The Israeli mantra is that the wall (around and through Jerusalem it is mostly solid concrete, even if the government keeps calling it a fence) is there solely to keep out suicide bombers. The number of bombs has declined, although that is probably more the result of the change in the Palestinian leadership since the death of Yasser Arafat, and the effectiveness with which Israel has pursued Hamas and Islamic Jihad’s bomb-makers.
But there is also no escaping the fact that the 425-mile barrier has a deeply political intent. It marks out an intended border and steals large amounts of land or, as Israeli law has it, “recovers it for the Jewish people”. It is, ultimately, an apartheid measure, designed to pen Palestinians on the other side of the wall while their land is expropriated for the expansion of Jewish settlements. “This is going to turn Bethlehem to a ghost town,” said Bernard Sabella, a sociology professor at Bethlehem University. “The Israeli plan is to have absolute separation, to cut us off from Jerusalem, to isolate us from the other West Bank towns. That will bring absolute disaster to us. In a year’s time it will be absolutely impossible for people from Bethlehem to enter Jerusalem except the few with special passes.”

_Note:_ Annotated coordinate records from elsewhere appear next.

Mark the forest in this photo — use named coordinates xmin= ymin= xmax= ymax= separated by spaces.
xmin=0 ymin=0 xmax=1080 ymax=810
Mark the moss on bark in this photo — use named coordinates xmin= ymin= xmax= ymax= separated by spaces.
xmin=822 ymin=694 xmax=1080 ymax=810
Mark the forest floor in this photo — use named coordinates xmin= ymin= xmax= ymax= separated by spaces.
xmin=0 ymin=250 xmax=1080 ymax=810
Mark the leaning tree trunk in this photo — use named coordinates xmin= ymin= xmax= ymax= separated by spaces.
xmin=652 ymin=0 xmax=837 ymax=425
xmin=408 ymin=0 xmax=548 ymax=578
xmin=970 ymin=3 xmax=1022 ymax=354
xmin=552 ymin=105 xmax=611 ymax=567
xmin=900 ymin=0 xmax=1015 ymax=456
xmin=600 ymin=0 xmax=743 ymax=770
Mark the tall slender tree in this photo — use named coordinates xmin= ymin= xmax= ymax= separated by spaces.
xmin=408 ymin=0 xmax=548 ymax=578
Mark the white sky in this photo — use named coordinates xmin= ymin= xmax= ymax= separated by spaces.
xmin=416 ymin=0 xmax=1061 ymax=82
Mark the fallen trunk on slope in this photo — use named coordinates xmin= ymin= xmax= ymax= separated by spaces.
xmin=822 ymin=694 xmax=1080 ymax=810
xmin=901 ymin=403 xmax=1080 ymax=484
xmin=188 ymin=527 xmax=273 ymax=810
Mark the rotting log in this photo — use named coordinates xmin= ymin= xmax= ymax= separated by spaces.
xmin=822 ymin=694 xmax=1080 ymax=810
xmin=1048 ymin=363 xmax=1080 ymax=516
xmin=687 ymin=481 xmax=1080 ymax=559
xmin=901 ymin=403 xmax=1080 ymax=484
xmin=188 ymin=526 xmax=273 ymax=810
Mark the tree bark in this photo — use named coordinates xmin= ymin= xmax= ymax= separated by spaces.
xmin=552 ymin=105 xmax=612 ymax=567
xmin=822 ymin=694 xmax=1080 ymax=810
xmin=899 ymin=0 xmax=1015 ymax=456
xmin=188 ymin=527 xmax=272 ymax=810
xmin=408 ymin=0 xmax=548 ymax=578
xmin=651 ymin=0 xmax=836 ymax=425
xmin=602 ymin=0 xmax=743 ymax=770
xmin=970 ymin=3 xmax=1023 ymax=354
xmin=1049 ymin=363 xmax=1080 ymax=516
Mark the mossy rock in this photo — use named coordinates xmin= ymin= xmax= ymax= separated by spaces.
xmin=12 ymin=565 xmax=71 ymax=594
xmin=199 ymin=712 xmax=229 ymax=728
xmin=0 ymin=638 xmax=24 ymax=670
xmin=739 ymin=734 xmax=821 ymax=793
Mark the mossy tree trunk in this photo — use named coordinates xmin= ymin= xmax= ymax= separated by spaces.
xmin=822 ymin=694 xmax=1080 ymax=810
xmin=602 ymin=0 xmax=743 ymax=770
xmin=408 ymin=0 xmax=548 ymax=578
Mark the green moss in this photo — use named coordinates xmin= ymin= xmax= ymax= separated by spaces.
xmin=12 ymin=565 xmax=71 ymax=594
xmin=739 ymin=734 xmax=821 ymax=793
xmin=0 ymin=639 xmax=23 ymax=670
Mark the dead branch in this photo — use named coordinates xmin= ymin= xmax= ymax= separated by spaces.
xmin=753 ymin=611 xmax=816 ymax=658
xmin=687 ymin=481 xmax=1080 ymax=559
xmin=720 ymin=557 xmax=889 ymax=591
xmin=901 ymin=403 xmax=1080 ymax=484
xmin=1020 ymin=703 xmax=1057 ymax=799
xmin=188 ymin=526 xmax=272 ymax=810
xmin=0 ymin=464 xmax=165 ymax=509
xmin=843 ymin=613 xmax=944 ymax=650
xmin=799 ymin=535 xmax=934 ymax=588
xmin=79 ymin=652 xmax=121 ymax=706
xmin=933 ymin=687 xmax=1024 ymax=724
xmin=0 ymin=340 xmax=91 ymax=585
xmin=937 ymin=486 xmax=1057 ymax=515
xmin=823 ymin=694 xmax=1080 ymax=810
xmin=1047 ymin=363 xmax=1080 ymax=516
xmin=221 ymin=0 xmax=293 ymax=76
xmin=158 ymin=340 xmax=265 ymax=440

To drive from Bethlehem to the largest Palestinian town, Ramallah, used to take about 45 minutes. It still does if you have a car with Israeli number plates. But if you are Palestinian you are now forced to take a circuitous route around the large Jewish settlement blocks next to Jerusalem and through five army checkpoints. Typically, it is a four-hour journey. “Most wholesalers are in Jerusalem, but we don’t get permits to go,” said Jiries. “Lots of people here have family in Jerusalem. Now they cannot go to them: they must come here.”
The Israelis find it convenient to blame the Christian exodus on the Islamicisation of Palestinian society. Hamas won a majority on the Bethlehem council in local elections this year, although the mayor is always a Christian. But the residents of Bethlehem see it differently.

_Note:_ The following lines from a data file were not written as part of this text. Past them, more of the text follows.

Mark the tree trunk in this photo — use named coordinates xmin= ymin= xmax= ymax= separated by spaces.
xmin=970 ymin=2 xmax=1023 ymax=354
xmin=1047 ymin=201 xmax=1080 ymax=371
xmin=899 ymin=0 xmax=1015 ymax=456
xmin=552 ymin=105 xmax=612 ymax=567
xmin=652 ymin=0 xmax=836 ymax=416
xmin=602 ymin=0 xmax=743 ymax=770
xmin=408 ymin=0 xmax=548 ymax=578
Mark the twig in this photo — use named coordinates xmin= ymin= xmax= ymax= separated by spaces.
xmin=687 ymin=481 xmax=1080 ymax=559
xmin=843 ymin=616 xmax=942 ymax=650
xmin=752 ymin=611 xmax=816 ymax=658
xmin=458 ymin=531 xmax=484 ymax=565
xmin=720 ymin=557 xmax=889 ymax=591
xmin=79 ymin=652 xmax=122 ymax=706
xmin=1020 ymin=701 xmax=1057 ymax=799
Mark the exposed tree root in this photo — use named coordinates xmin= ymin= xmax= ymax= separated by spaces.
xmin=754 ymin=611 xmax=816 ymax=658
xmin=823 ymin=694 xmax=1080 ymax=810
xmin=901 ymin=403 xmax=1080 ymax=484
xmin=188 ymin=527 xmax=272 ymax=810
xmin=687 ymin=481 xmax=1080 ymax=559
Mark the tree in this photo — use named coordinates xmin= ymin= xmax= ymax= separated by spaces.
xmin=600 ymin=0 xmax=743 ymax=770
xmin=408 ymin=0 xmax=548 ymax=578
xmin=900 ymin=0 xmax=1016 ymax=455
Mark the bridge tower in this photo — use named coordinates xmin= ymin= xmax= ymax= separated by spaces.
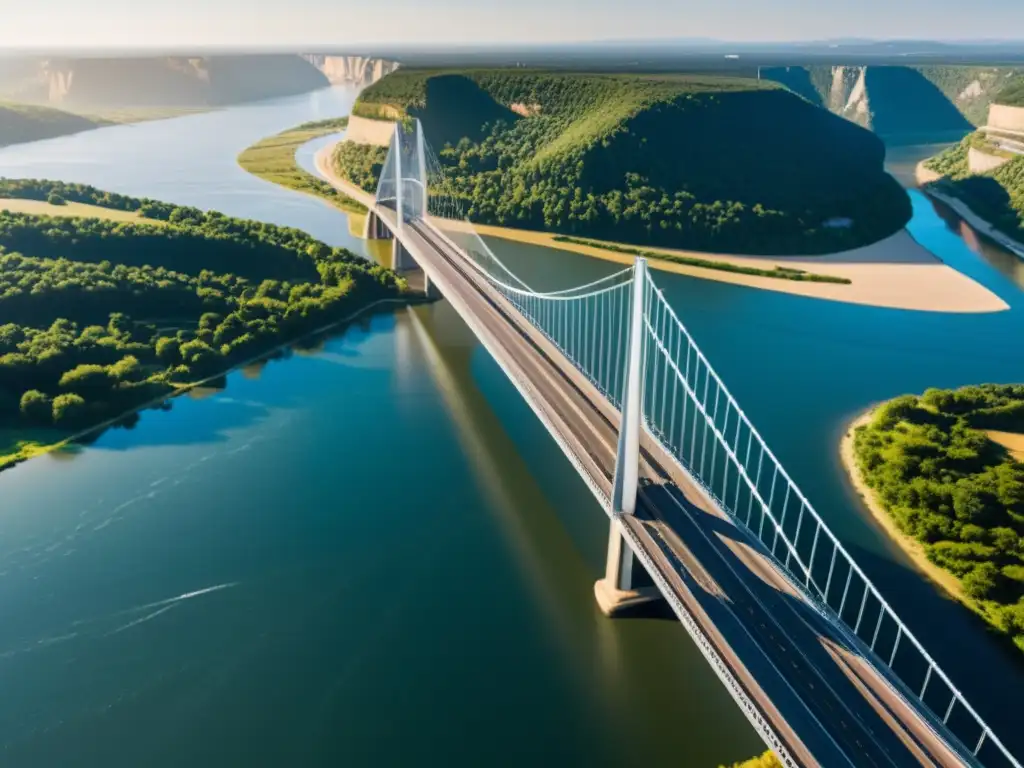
xmin=365 ymin=118 xmax=434 ymax=295
xmin=594 ymin=258 xmax=662 ymax=616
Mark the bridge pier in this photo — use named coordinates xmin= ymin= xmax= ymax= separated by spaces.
xmin=594 ymin=518 xmax=662 ymax=617
xmin=391 ymin=243 xmax=420 ymax=272
xmin=423 ymin=269 xmax=441 ymax=299
xmin=362 ymin=211 xmax=394 ymax=240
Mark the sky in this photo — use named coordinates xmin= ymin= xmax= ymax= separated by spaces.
xmin=0 ymin=0 xmax=1024 ymax=52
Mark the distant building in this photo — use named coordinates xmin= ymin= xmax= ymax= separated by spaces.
xmin=821 ymin=216 xmax=853 ymax=229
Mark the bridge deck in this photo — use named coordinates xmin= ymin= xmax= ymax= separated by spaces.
xmin=322 ymin=143 xmax=964 ymax=768
xmin=395 ymin=215 xmax=963 ymax=768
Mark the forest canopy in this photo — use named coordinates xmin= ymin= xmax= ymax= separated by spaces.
xmin=0 ymin=179 xmax=403 ymax=444
xmin=854 ymin=384 xmax=1024 ymax=650
xmin=335 ymin=70 xmax=910 ymax=254
xmin=925 ymin=133 xmax=1024 ymax=243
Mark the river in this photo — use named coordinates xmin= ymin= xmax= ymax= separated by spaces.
xmin=0 ymin=89 xmax=1024 ymax=768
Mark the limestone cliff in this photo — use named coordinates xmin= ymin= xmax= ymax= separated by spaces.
xmin=303 ymin=53 xmax=398 ymax=88
xmin=762 ymin=66 xmax=1020 ymax=140
xmin=0 ymin=54 xmax=328 ymax=109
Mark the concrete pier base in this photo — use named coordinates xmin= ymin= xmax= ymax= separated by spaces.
xmin=594 ymin=519 xmax=662 ymax=617
xmin=594 ymin=579 xmax=662 ymax=618
xmin=391 ymin=238 xmax=419 ymax=273
xmin=362 ymin=211 xmax=394 ymax=240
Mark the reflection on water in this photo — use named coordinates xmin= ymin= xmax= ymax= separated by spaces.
xmin=0 ymin=89 xmax=1024 ymax=768
xmin=930 ymin=199 xmax=1024 ymax=289
xmin=886 ymin=143 xmax=1024 ymax=288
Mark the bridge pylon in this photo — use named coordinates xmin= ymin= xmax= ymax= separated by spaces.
xmin=594 ymin=258 xmax=662 ymax=616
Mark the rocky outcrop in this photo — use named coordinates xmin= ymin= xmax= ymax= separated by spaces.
xmin=987 ymin=104 xmax=1024 ymax=135
xmin=0 ymin=54 xmax=328 ymax=109
xmin=967 ymin=146 xmax=1010 ymax=173
xmin=303 ymin=53 xmax=398 ymax=88
xmin=762 ymin=66 xmax=1019 ymax=140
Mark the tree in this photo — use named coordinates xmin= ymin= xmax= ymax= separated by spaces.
xmin=20 ymin=389 xmax=53 ymax=424
xmin=106 ymin=354 xmax=144 ymax=382
xmin=964 ymin=562 xmax=1004 ymax=600
xmin=58 ymin=365 xmax=114 ymax=396
xmin=155 ymin=336 xmax=181 ymax=366
xmin=53 ymin=393 xmax=88 ymax=427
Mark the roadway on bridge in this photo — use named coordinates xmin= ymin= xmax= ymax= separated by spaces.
xmin=403 ymin=212 xmax=963 ymax=768
xmin=317 ymin=147 xmax=965 ymax=768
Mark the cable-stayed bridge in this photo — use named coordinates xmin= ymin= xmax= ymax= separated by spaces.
xmin=322 ymin=120 xmax=1021 ymax=768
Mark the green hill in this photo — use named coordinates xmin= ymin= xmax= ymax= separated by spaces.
xmin=761 ymin=65 xmax=1024 ymax=141
xmin=925 ymin=139 xmax=1024 ymax=243
xmin=0 ymin=101 xmax=105 ymax=146
xmin=336 ymin=70 xmax=910 ymax=254
xmin=995 ymin=75 xmax=1024 ymax=106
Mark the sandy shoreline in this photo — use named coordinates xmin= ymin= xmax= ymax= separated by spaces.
xmin=840 ymin=406 xmax=974 ymax=609
xmin=315 ymin=144 xmax=1010 ymax=313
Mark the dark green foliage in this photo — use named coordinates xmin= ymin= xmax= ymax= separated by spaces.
xmin=926 ymin=136 xmax=1024 ymax=242
xmin=20 ymin=389 xmax=53 ymax=424
xmin=555 ymin=234 xmax=851 ymax=285
xmin=336 ymin=70 xmax=910 ymax=254
xmin=335 ymin=141 xmax=387 ymax=193
xmin=0 ymin=180 xmax=400 ymax=436
xmin=854 ymin=384 xmax=1024 ymax=649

“What is pushing them out is not Islam, but the real economic and political problems,” said Sabella. “If it were only about Islam then only Christians would be leaving, but it’s Muslims, too. Christians have been leaving at a faster rate, long before Hamas won the election, because it’s easier for Christians to leave. Almost 95 per cent of Christians here have family abroad and they often know foreign languages because they usually go to schools run by foreign religious orders. If you want to go to the States, you have to speak English. Christians also tend to be middle class. Leaving is not a proposition for the very poor and very rich.
“If I were a young person and I saw no future, what would I do? There’s no reason to stay.”